A single estimate of fair value results from a complex series of judgments about future events and uncertainties and relies heavily on
estimates and assumptions at a point in time. The judgments made in determining an estimate of fair value can materially impact our results of
operations. The valuations are based on information available as of the impairment review date and are based on expectations and assumptions
that have been deemed reasonable by management. Any changes in key assumptions, including unanticipated events and circumstances, may
affect the accuracy or validity of such estimates and could potentially result in an impairment charge.
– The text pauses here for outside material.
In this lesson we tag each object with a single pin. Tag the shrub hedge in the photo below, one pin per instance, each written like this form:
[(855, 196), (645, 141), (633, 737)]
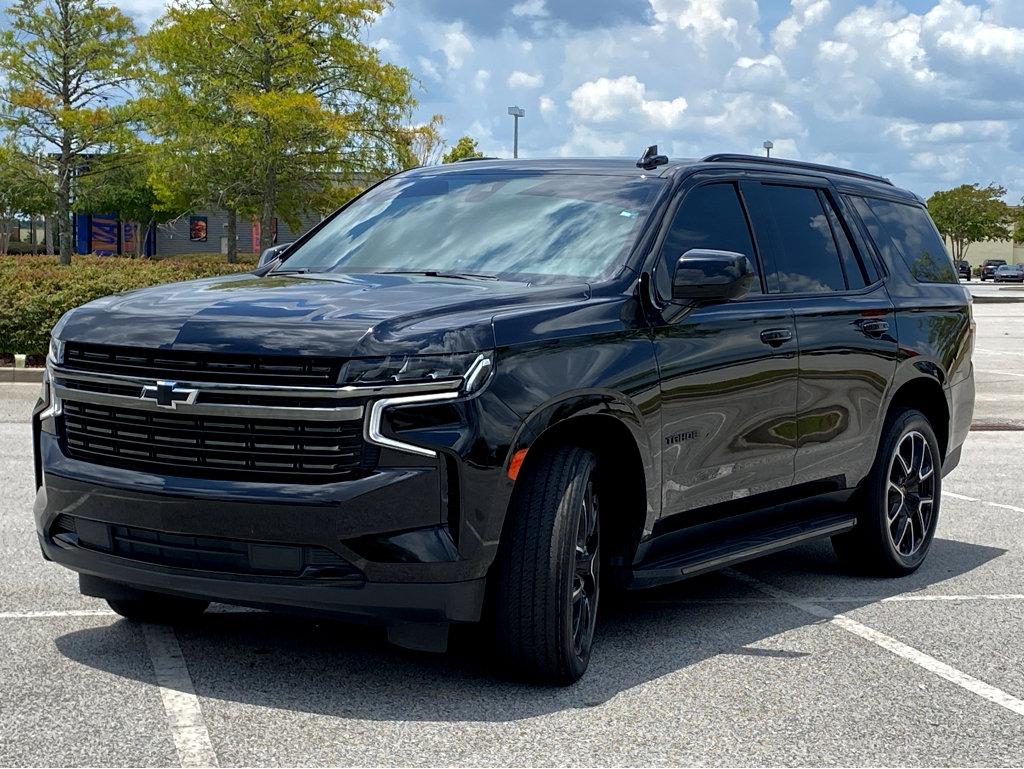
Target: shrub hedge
[(36, 291)]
Goodwill at March 31, 2006 and 2005
was $1,718 million and $1,439 million and we concluded that there was no impairment in our goodwill.
Securities Litigation: As discussed in Financial Note 18, “Other Commitments and Contingent Liabilities,” to the accompanying
consolidated financial statements, in the third quarter of 2005, we announced that we had reached an agreement to settle the action captioned In
re McKesson HBOC, Inc. Securities Litigation (the “Consolidated Action”). In general, under the agreement to settle the Consolidated Action,
we agreed to pay the settlement class a total of $960 million in cash. The settlement agreement was subject to various conditions, including, but
not limited to, preliminary approval by the court, notice to the Class, and final approval by the court after a hearing. Other than the
Consolidated Action, none of the previously reported Securities Litigation was resolved by the settlement date. As a result, during the third
quarter of 2005, we recorded a $1,200 million pre-tax ($810 million after-tax) charge with respect to the Company’s Securities Litigation. The
charge consisted of $960 million for the Consolidated Action and $240 million for other Securities Litigation proceedings.
During 2006, we settled many of the other Securities Litigation proceedings and paid $243 million pursuant to those settlements. Based on
the payments made in the Consolidated Action and the other Securities Litigation proceedings, settlements reached in certain of the other
Securities Litigation proceedings and our assessment of the remaining cases, the estimated reserves were increased by $52 million and
$1 million in pre-tax charges during the first and third quarters of 2006 and decreased by an $8 million pre-tax credit during the fourth quarter
of 2006, for a total net pre-tax charge of $45 million for 2006. As of March 31, 2006 and 2005, the Securities Litigation accrual was
$1,014 million and $1,214 million. Additionally, on February 24, 2006, the court gave final approval to the settlement of the Consolidated
Action, and as a result, we paid approximately $960 million into an escrow account established by the lead plaintiff in connection with the
settlement of the Consolidated Action.
In addition, for the litigation costs not covered under our directors and officers’ liability insurance policies, we accrue costs when it is
probable that a liability has been incurred and the amount can be reasonably estimated. We recorded $27 million, $43 million and $18 million
of such expenses in 2006, 2005 and 2004.
We believe our accrual is adequate to address our remaining potential exposure with respect to all of the Securities Litigation matters.
However, in view of the number of remaining cases, the uncertainties of the timing and outcome of this type of litigation, and the substantial
amounts involved, it is possible that the ultimate costs of these matters could impact our earnings, either negatively or positively, in the quarter
of their resolution. We do not believe that the resolution of these matters will have a material adverse effect on our results of operations,
liquidity or financial position taken as a whole.